Early to bed, early to rise and all that. This coffee preceded a day around Bristol starting on Whiteladies at River Cottage for breakfast and ending up at the Stable for pizza and cider. There was much rain in between and three hours spent at the Bristol Old Vic where M had a nap.


Morning coffee






At the Harbour Festival


A surprisingly wonderful Harbour Festival this year and here’s our last stop – at Cafe Gusto on the Harbourside for two machiattos (one with soy). M got to play with the toys. The paint on her face resembled a tiger for a while.

I was terrified of taking her out among hundreds-of-thousands of people but the rain drove most away luckily and her dad had a good plan for avoiding most of the crowds. We actually visited a fair few of the permanent non-festival things such as the M Shed, the Youth Hostel and Gusto (plus the Gromits at Aardman).


Morning coffee with the winning cup


M and I both won cups from the Clipper stand. You had to spin a wheel which had a one in five chance of landing at the right spot. Mersina was so happy to have won something that as soon as we got home she demanded to drink her juice from it. This morning her cup held my coffee at about 6 in the morning.


Second coffee of the day


My first coffee at Boston Tea Party was curdled so I took it back. My next one came with the information that the first was too hot which is why it curdled. I didn’t bother taking it back after discovering it too had become clumpy and lumpy. I just removed about a third of it and drank the rest. Not the most pleasant experience.

I ate my porridge while staring over at Starbucks across the way – there would have been perfect soy milk and porridge there but I chose to go independent instead. Good for Bristol but not for my taste.


Breakfast at Wallfish Bistro in Clifton


Two days ago, I had some black-looking thick and ugly mushrooms on toast at River Cottage Cafe.
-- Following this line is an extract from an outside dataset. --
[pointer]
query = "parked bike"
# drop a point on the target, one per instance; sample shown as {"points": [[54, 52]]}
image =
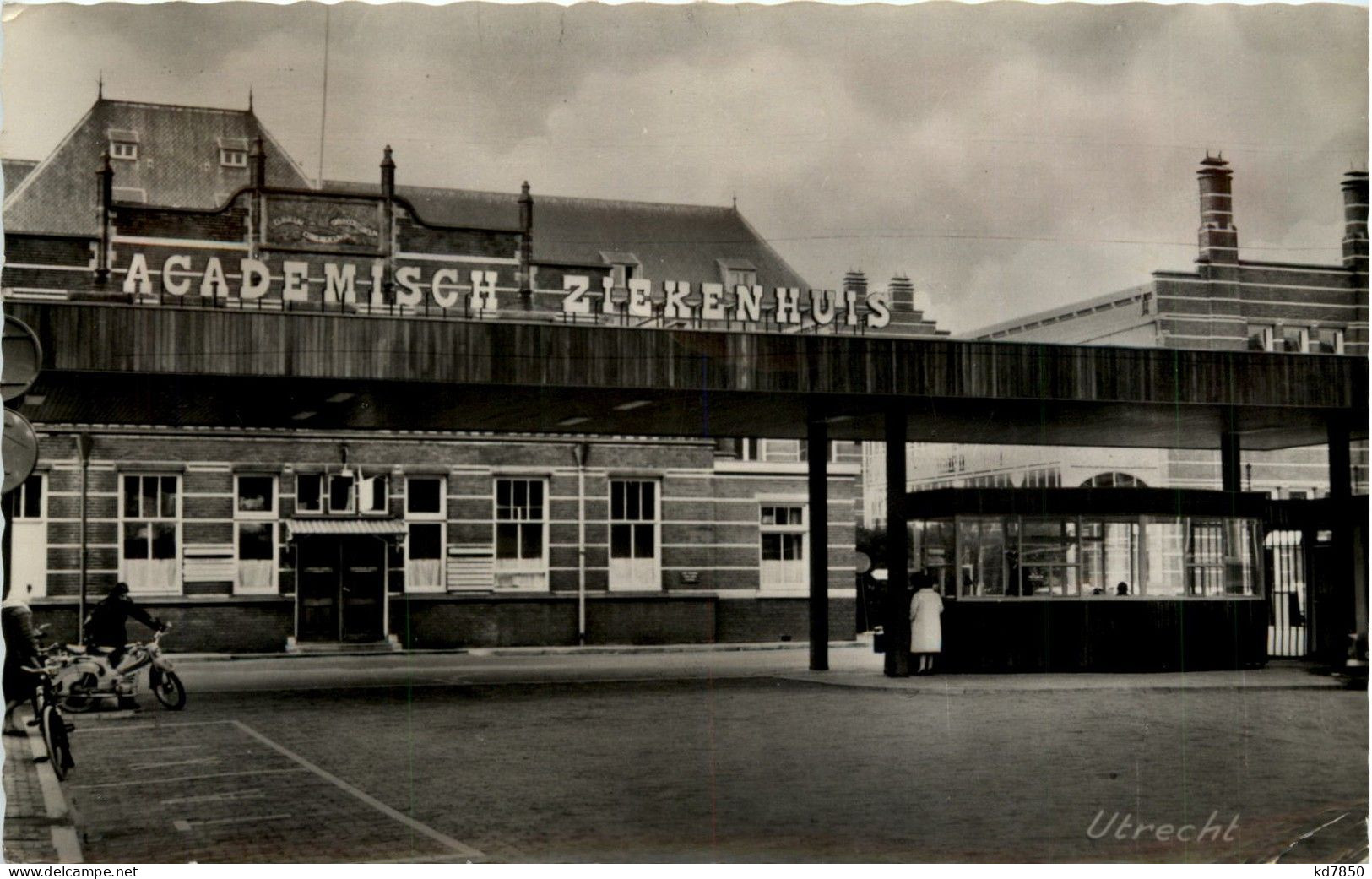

They were most unpleasant to look at with the grimy streaks they left on my place and weren’t exactly exploding with flavour. A week before that I had been served the most beautiful looking girolles on toast served with herby butter and arranged like little flowers around and top of a slice of sourdough.

The Wallfish in Clifton may only have started serving brunch for the first time last weekend but they were certainly miles ahead of the River Cottage on service and flavour. They were perhaps a little overenthusiastic with the drinks menu which I was handed as I walked in and all the cocktails listed on the breakfast menu are a bit daunting for 10am but nevertheless, I have become a big fan of their breakfasts.

Their baked beans are home-made and taste authentically country-farm (probably). They were lovely and smokey and have bits of bacon. I ordered them for my daughter but she was not impressed as they tasted nothing like Heinz.

I did wonder about the freshness of our bread as the delivery came in from Jo’s Bakery on Gloucester Road after we had been served but it was toasted and sourdough so I wasn’t surprised at needing a knife to cut it, it tasted ok. The water jug looked like a fish and glugged when you poured in a most pleasing way. I liked it. I’ll be back.